If there is no physical reason for the symptoms, a doctor may refer the patient to a psychiatrist or psychologist. These mental health professionals can determine if a mental health condition causes the observed symptoms by performing a psychological evaluation that includes a specially designed interview and assessment tools.
The sooner doctors diagnose and treat the condition, the better the ultimate prognosis becomes.
The exact treatment for psychosis depends on the underlying disease. Common forms of treatment include antipsychotics and psychotherapy.
These drugs alleviate the symptoms but do not cure the disease. They are the main form of treatment for people with a psychotic illness and work by blocking dopamine. Examples of medications include:
- haloperidol (Haldol)
- chlorpromazine (Thorazine)
- clozapine (Clozaril)
Not all patients should use antipsychotics. They can often negatively interfere with other conditions, such as epilepsy or heart disease. Antipsychotics can reduce anxiety rather quickly but may take several days or weeks to reduce psychotic symptoms, such as hallucinations and delusions.
Some patients take antipsychotics orally, while others take them as administered injections. Several slow-release medications delivered via injection only need to be taken every 1 to 4 weeks.
Like many medications, side effects differ among patients. Some common side effects from antipsychotics include:
- shaking and trembling
- weight gain
- muscle twitches and spasms – where your muscles shorten tightly and painfully
- blurred vision
- loss of sex drive (libido)
- dry mouth
Always consult a doctor before stopping medication such as antipsychotics as suddenly stopping a prescription may result in a relapse of symptoms.

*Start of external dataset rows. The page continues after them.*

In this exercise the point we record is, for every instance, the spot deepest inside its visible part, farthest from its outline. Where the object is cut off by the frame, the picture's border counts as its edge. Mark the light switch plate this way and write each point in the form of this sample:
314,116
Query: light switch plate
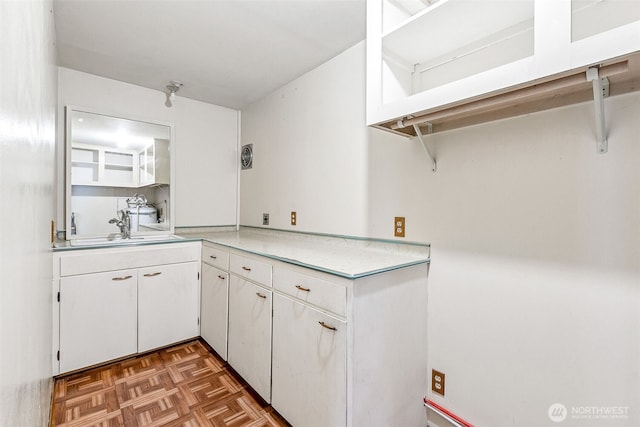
437,382
399,226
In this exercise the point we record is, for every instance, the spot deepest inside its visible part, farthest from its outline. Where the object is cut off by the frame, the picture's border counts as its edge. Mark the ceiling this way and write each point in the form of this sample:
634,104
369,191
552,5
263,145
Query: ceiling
225,52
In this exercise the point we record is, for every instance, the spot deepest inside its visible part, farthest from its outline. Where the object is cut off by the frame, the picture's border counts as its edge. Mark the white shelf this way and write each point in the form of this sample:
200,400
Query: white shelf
593,17
455,52
444,28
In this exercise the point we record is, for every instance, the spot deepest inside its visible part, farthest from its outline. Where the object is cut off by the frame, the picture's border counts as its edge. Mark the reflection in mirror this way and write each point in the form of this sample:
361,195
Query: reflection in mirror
118,176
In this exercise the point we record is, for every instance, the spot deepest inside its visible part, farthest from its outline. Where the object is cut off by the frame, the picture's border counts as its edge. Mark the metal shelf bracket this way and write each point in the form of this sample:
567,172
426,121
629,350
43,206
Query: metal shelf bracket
424,143
600,91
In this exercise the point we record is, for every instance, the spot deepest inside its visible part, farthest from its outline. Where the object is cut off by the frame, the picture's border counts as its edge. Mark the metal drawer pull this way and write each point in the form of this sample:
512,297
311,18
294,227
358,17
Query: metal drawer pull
324,325
157,273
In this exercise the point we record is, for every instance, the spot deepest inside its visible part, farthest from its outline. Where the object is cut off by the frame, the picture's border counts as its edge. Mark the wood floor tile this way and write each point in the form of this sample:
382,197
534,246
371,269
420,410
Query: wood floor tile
186,385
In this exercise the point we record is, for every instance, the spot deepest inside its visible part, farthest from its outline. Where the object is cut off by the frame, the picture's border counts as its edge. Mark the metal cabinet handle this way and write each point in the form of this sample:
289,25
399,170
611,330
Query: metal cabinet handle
157,273
324,325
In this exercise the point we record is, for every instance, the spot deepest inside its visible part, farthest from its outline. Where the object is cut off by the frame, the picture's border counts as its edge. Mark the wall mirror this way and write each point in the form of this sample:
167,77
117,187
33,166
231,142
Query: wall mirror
117,168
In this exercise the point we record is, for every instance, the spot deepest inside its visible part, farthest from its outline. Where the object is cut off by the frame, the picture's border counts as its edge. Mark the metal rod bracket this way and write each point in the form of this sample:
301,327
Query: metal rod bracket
424,143
600,91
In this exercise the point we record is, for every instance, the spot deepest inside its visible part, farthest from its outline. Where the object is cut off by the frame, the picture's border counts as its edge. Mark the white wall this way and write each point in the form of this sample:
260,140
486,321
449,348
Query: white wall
534,286
206,143
535,276
308,151
27,135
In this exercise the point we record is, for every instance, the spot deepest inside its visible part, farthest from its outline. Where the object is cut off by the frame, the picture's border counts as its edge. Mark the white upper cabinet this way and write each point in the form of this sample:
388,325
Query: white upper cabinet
424,55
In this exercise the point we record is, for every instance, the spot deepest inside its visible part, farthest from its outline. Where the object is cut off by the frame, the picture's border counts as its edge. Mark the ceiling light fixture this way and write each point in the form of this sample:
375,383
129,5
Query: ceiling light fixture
172,88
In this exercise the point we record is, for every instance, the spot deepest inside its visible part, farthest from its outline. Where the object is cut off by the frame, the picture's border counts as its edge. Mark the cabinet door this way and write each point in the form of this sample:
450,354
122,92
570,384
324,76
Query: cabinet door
213,308
249,348
167,304
97,318
309,365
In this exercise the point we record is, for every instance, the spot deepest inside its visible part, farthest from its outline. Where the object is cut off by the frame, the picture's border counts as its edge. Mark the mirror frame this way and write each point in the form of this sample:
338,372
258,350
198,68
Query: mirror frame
69,109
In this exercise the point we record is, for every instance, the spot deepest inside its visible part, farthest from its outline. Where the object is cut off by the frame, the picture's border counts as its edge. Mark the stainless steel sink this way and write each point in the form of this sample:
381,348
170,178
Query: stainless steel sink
118,240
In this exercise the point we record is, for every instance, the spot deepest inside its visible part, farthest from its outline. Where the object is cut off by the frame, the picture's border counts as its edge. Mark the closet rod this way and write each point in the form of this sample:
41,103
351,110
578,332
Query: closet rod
514,97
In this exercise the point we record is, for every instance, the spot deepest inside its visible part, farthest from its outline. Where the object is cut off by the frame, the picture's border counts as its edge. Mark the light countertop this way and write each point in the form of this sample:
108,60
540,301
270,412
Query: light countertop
342,256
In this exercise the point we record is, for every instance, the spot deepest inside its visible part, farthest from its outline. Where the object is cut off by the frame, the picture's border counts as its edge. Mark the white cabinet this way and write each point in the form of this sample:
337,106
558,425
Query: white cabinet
319,347
426,56
101,166
120,301
249,348
167,304
309,365
97,318
214,308
153,163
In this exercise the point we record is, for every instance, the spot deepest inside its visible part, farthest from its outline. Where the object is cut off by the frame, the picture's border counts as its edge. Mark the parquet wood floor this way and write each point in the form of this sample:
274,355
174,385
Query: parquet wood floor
185,385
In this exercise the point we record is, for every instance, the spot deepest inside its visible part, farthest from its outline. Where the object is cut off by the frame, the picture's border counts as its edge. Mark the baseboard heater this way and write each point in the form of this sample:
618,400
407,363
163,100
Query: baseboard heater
437,416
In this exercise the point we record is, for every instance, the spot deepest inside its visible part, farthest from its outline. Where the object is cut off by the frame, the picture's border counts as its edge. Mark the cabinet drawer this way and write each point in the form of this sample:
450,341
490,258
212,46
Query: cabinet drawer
321,293
215,257
252,269
120,258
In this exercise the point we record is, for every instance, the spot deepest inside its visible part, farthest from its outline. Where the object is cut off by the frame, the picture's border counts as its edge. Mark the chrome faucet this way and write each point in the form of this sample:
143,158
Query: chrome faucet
123,222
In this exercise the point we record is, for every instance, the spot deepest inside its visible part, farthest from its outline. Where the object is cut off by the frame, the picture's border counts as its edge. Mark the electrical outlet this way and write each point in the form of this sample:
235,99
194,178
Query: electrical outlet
399,226
437,382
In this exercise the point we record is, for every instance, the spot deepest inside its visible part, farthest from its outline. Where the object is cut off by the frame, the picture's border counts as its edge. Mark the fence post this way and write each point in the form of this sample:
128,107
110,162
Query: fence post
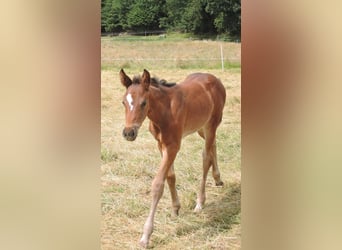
222,62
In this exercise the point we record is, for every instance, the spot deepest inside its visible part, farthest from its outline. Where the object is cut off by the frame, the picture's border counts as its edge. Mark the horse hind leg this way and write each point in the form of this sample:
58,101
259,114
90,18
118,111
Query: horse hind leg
215,170
209,159
171,180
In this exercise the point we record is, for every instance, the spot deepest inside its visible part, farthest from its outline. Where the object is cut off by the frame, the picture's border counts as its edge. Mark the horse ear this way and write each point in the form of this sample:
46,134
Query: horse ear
146,79
125,80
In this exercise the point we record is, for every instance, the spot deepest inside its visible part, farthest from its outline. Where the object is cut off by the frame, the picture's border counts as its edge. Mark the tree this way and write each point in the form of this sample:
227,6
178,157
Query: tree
227,15
145,14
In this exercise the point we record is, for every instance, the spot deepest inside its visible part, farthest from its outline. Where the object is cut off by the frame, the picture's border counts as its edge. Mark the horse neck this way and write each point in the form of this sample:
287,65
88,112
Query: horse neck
159,103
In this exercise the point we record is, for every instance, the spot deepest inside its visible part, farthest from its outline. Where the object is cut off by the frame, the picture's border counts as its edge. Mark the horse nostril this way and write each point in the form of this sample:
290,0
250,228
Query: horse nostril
130,133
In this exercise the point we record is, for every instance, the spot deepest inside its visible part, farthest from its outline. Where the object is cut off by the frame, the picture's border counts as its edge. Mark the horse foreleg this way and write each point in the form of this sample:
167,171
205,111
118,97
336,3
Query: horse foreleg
171,180
169,155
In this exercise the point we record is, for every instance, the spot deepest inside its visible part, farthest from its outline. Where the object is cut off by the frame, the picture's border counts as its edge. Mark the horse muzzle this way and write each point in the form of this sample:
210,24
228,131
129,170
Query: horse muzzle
130,133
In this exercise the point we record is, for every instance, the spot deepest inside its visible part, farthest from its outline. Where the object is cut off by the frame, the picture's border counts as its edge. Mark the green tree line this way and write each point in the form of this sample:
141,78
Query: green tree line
193,16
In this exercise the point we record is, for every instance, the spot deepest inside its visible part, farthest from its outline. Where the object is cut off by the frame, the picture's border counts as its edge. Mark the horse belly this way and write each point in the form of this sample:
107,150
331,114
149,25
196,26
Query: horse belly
198,114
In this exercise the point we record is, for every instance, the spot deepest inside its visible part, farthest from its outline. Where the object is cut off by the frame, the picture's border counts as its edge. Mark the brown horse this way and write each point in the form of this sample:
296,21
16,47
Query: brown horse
177,110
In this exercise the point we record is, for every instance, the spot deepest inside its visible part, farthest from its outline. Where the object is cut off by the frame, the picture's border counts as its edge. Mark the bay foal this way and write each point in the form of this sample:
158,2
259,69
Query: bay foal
195,105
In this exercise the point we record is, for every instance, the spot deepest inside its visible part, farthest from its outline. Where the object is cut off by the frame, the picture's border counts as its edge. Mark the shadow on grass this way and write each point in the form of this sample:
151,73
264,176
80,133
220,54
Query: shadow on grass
217,217
221,214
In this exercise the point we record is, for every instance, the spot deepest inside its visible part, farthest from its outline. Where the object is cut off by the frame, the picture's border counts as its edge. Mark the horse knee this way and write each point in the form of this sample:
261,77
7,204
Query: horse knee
157,188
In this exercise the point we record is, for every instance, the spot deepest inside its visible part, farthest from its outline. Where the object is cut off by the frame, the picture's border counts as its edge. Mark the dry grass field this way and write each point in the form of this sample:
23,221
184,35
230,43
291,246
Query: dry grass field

These treatments do not reduce the primary symptoms of psychosis but can help reduce the intensity and anxiety experienced by patients. Cognitive-behavioral therapy (CBT) and family intervention are common approaches to help patients and their families treat the symptoms of psychosis.
While psychosis symptoms may make everyday activities difficult and pose serious health risks, these mental disorders are treatable. Most people have a good recovery with treatment (especially with early intervention) and close follow-up care. When treated early, many people do not continue to have psychotic episodes and live productive lives.